Brendan Dawes
The Art of Form and Code

Goodbye XCode, Hello Vim and OpenFrameworks

Since moving to Vim over a year ago for all my coding, using another code editor is always a chore. Such is the case using Xcode when working on OpenFrameworks projects. Luckily I can use Vim to work on OF projects after reading this great post from the OF forum about setting up Vim and OF.

Yet there was one piece of the puzzle missing. To trigger compiling the code with the make command you would normally have to be in the same directory as the Makefile, which OF conveniently makes when you first setup an OF project. The problem is all the code you work on resides one level down in the src directory. Running make from there will do nothing. Thankfully it can be rectified by adding this line to your .vimrc:

:let &makeprg = 'if [ -f Makefile ]; then make Release && make RunRelease; else make Release -C .. && make RunRelease -C ..; fi'

When you issue the :make command it will check to see if the Makefile is present in the current working directory and if not will go up a directory and look for it there. I originally tried this with just using RunRelease but I found it wasn't compiling the new code and was just running the existing binary. To fix this I'm calling make Release then make RunRelease which seems to work well.

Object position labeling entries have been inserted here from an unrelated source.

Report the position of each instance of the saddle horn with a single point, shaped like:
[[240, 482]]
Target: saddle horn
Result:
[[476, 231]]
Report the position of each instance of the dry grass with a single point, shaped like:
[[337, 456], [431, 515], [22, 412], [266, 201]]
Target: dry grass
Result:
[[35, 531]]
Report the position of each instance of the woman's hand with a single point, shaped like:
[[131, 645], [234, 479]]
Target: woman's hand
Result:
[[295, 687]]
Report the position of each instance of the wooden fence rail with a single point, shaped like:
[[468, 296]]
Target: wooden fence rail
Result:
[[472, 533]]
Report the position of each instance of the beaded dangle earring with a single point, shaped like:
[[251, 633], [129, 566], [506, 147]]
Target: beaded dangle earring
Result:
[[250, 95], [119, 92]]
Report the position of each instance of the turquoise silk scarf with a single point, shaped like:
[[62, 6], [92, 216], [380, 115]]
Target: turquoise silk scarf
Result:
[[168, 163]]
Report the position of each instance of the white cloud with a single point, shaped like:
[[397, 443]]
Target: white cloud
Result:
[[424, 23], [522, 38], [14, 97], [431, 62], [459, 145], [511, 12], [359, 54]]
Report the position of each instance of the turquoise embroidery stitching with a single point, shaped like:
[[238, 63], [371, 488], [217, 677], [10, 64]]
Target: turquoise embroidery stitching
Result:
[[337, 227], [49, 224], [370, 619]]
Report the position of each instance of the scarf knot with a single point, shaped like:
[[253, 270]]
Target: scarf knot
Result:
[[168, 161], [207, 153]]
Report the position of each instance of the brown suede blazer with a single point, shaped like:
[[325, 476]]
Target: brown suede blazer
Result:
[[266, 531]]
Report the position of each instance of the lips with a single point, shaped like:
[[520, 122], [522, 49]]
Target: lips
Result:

You can also set this to be configured whenever you open any .cpp file, rather than have it as the default, which could cause problems with Processing files. Just change the previous line to read:

autocmd  BufRead,BufNewFile  *.cpp let &makeprg = 'if [ -f Makefile ]; then make Release && make RunRelease; else make Release -C .. && make RunRelease -C ..; fi'

Syntax Highlighting

You can add correct syntax highlighting for OpenFrameworks c++ files using this plugin.

Now when working on OF projects I can stay in Vim without having to use Xcode.